In False Bay, Elliott has spent the day implementing his plan to repair and reinforce his bowsprit. He is due to call today and share a detailed report on his repairs. Up front, Jeremy is gliding downwind on his now clean Olleanna, Capt Gugg at 43°S and a day away from the exclusion zone resting between two lows.
In the leading trio, Abhilash and Kirsten have taken advantage of the windy conditions to regain some 50 miles on Simon and are crossing within AIS and VHF range this morning, no doubt they have some stories to share! At the crossing, Abhilash is now ahead of Kirsten this morning. 720 miles to the east, Simon has taken advantage of the calm to rest and will pick up the wind later today.
Update: Elliott is on his way with bowsprit repaired!
Thanks Rian Leisegang and Simon McDonnell for all your help!
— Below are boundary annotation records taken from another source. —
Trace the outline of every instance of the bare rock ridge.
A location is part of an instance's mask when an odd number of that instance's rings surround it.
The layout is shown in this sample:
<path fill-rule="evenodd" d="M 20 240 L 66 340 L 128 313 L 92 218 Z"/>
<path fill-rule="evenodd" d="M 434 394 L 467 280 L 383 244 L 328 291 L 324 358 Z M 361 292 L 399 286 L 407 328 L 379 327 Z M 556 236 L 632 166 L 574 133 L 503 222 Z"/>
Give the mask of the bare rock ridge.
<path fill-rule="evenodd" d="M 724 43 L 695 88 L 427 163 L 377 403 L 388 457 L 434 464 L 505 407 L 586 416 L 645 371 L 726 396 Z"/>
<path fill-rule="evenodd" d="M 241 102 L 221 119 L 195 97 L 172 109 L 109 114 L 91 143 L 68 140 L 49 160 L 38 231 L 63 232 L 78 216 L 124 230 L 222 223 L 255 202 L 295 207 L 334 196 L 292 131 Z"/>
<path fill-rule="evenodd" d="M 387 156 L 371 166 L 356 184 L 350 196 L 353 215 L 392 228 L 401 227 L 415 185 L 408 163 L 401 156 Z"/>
Late this afternoon Elliott completed his bowsprit repairs on Second Wind following three days of hard work. The front of the bowsprit folded up, cracking the stainless tube weakening the security of the forestay. With some technical advice from a local rigger and great moral support from the False Bay Yacht Club members plus staff from the Simons Town Marina, he was able to fabricate new components and build an effective compression strut over three days. He also doubled up on the bobstay with a 10mm chain and ran the same chain around the stainless tube to create some extra side support.
GGR control was able to monitor and assess progress thanks to photos and video supplied by Simon McDonnell right up to sea trials. While not perfect, the opinion is, that managed correctly by the skipper, the bowsprit is not unsafe. The inner forestay supports the mast well and combined with running backstays secures the mast without consideration of the forestay when sailing with the staysail and reefed main. The furling genoa is being swapped for a smaller jib and the entire Southern Ocean legs can be sailed under staysail alone.
In 1968, Bernard Moitessier damaged his bowsprit and spent a few days in the same area effecting repairs before continuing on. Elliott made no landing and received no physical support, so remains in the GGR rankings. He is now on his way to Hobart.